Rising fuel costs and overcapacity in Europe dragged the group’s results downward. But it remains optimistic about the full year.
As it warned in mid-April, Lufthansa Group has reported a first-quarter net loss that increased by nine times over from Q1 2018, to €342 million, dragged down by rising fuel costs and overcapacity in Europe, Reuters reports.
The results come as European airlines battle problems of overcapacity, high costs, and uncertainty surrounding Brexit leading some travellers to delay travel and holidays.
“We are confident, though, that we will see a recovery in our unit revenue as early as the second quarter,” Ulrik Svensson, Lufthansa’s chief financial officer, said. “Our confidence is based above all on our favourable booking levels for the month ahead.”
The group’s optimism stems from the fact that it expects the market to grow 4% this summer, even though it follows a rise of 9% in winter.
It expects its home market, which it defines as Germany, Austria, Switzerland and Belgium, to grow in summer by 3%.
However, it expects capacity at its low-cost carrier Eurowings to be flat, in contrast to an earlier forecast of 2% growth.

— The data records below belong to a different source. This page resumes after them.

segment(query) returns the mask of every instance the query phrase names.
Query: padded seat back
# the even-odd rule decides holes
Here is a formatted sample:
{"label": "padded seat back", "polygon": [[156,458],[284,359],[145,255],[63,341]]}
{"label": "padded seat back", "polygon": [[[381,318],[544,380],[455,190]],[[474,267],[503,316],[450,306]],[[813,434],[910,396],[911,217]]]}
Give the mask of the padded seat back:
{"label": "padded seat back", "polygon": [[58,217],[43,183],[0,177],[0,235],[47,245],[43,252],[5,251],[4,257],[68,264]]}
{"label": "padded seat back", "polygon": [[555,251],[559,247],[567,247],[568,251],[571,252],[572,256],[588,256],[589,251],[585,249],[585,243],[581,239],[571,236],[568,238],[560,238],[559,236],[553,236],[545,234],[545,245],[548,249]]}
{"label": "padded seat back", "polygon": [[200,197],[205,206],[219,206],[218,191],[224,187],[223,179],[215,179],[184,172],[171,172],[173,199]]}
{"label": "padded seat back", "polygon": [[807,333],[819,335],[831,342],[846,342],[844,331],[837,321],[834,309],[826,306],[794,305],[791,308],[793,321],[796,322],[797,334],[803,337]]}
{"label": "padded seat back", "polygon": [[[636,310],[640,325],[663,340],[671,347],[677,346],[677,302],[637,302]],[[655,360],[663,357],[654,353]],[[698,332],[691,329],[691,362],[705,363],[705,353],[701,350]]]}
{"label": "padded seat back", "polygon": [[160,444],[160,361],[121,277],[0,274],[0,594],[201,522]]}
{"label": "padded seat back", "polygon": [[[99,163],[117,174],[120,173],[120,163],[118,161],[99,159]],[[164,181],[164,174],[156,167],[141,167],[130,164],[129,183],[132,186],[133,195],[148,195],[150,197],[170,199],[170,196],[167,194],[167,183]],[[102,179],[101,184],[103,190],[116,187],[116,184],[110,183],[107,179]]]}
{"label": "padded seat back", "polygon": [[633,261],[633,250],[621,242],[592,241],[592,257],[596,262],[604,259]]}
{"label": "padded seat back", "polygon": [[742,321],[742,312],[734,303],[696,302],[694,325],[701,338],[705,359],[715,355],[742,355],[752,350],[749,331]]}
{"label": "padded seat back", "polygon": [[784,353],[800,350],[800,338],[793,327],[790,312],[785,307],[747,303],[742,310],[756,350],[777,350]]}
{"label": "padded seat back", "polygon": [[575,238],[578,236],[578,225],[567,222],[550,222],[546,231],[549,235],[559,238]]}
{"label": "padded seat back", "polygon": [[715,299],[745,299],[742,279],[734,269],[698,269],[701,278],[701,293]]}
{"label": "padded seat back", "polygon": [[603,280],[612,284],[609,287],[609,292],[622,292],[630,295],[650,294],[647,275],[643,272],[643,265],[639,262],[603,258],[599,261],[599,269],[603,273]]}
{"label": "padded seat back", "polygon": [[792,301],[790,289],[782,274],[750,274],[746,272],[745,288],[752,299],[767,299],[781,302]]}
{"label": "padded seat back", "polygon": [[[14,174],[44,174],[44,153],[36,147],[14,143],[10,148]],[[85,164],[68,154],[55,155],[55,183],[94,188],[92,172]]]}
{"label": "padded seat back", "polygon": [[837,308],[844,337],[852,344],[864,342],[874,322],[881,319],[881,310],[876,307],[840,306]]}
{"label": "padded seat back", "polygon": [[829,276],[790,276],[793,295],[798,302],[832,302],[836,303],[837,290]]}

Eurowings is planning to offer 2% more flights globally.
Return on available seat kilometres during this traditionally weak quarter for airlines was down 8.5% at Eurowings and 5.2% at the group’s other airlines, while costs were reduced 7.2% and 0.8%, respectively.
Looking ahead to the whole year, the group expects fuel costs to be €700 million above last year and €50 million more than its previous guidance – yet it still anticipates an adjusted operating profit margin of 6.5% to 8%.